Huntland Mayor Dolton Steele summed up where the city stands in a letter to Alexander, Third District Commissioners Dale Schultz and Scottie Riddle, who represent Huntland, and the County Commission.

“After finally receiving authorization to bid the job and open the bids on July 15, 2021, the construction low bid was $6.2 million, leaving a $1.5 million shortfall,” Steele said. “We have to have the total funding assured and approved by the state before Oct. 15, 2021, or the contractors have a right to withdraw their bids.

“If we don’t proceed with the construction, we will lose out on the only real opportunity to have a modern sewage-disposal system to service the residential, educational, commercial and industrial concerns of the community. Also, the hundreds of thousands of dollars that have already been spent will be of no effect. If we do not proceed, the grants that a lot of people worked hard to obtain will be lost.”

Alexander said the commitment on the county’s end hinges on TDEC, and it is doubtful the commission would approve the $1.5 million request without the sewer-maintenance grant money to go toward increasing the county’s American Rescue Plan funding potential.

He said if the Oct. 15 deadline is not met, the contractors may opt to not have the project rebid.

Steele said completing the sewer project is paramount for Huntland’s livelihood.

He said that more than six years ago, the Huntland Board of Mayor and Aldermen and residents worked on a proposal to get funding and to design a sewer system that would serve residential areas, Huntland School and commercial and industrial property.

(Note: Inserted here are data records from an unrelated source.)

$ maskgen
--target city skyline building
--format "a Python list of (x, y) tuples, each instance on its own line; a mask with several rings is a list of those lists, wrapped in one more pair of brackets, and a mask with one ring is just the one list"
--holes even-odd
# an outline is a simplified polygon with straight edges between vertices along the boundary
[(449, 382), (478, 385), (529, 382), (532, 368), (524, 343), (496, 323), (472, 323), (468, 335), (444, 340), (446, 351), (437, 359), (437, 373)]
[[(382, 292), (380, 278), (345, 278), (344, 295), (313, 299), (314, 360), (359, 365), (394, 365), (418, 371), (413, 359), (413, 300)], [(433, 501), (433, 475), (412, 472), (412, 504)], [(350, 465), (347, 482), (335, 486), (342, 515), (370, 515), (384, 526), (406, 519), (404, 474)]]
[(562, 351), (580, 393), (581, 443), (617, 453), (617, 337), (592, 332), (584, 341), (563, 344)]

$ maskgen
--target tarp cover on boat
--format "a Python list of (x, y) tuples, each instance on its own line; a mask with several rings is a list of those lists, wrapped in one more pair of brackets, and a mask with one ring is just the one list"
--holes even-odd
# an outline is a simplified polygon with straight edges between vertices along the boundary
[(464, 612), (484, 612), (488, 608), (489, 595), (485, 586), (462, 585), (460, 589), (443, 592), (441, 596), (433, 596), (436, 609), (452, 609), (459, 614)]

“Many residents who pay both city and county taxes are at a hardship in that their sewage disposal is inadequate and problematic during rainy weather and in dry periods too,” Steele said. “The school is landlocked and cannot install more septic field lines and has had problems with their system in the past.”

He explained that after getting a design approved and a cost estimate, a Community Development Block Grant was funded four years ago plus several other grants and loans.

Steele said that about $4.7 million was earmarked for construction costs and the rest for land purchases and engineering, permit fees, legal fees and other required expenses.

He explained why the process was hindered.

“An extended time it took to find land that was suitable and could be purchased at an affordable price, along with constant turnover in employees at the grant and loan agencies as well as employees in the state system, and then COVID-19 delayed the receipt of funds and the bidding process,” Steele said. “In the meantime, construction costs rose.”

He said those factors led to the $1.5 million shortfall and the need for the county to chip in the money.

 “I see no other avenue of funding, in what we consider a major way, that could be obtained in this short time frame,” Steele said. “Your consideration and possible funding is greatly appreciated.”